As warned by economist Thomas Piketty and hedge fund manager Ray Dalio, social unrests and wars have higher chances of occurrence when the inequality becomes too unbearable.
Income inequality in the U.S. has climbed back to the same level during the Great Depression and pre-WWII period.

Ray Dalio had similar observations whereby the wealth of the top 0.1% in the U.S. is close to the remaining 90%!

When 1) within countries there are economic conflicts between the rich/capitalist/political right and the poor/proletariat/political left that lead to conflicts that result in populist, autocratic, nationalistic, and militaristic leaders coming to power, while at the same time, 2) between countries there are conflicts arising among comparably strong economic and military powers, the relationships between economics and politics become especially intertwined—and the probabilities of disruptive conflicts (e.g., wars) become much higher than normal.
~ Ray Dalio, Big Debt Crises
It is also good to take reference from the Ultimatum Game. This is a famous social experiment whereby a player is given a sum of money to share with a second player.

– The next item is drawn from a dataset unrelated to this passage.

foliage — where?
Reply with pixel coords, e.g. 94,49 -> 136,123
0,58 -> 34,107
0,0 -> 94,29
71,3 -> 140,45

The first player will make an offer to the second player and none will receive the money if the latter disagree with the amount shared.
Results have showed that the second player would rather reject a small amount when he felt it was an unfair split. He would want the offeror to suffer by not having the money.
This is the nature of how our brains were wired and we can’t change that. Even the monkeys couldn’t stand unfairness.
When the poor has nothing to lose anymore, that’s where they will resort to violence to seize wealth from the rich. History has showed us plenty of bloodshed revolutions.
As James Carse suggests, this is an infinite game and we need to keep playing. We need to make some changes especially when the game looks like it is going to end. Otherwise we might have made this a finite game and our future generations wouldn’t be able to play it anymore.
Don’t keep taking and be smug about your rising wealth. Give sometimes. It is for your own sake as much as it is an altruistic gesture.
Don’t push the poor too far.





This is the first article, after ready many, that is recognizing the cruciality of human nature within the evaluation of economic happenings and more importantly theoretical “solution” models suggestings. As Ray Dalio stated, the economy is a machine that runs on transactions, and human nature rules are a key part of it.
I meant reading not ready
Living in socialism for 25 years mid 60 – 93 the I can confirm that the equality is not working either (I mean cucumbers equally to all I mean) or perhaps it is impossible to create. There will always be individuals striving to achieve and be free. Not mentioning issues within the outside of material goods inequality (privileges) socialism had that leads to revolutions and opposition (hidden, underground or open).
Thanks for sharing. It sounds like there isn’t a perfect system. Humans nature is at the root of it.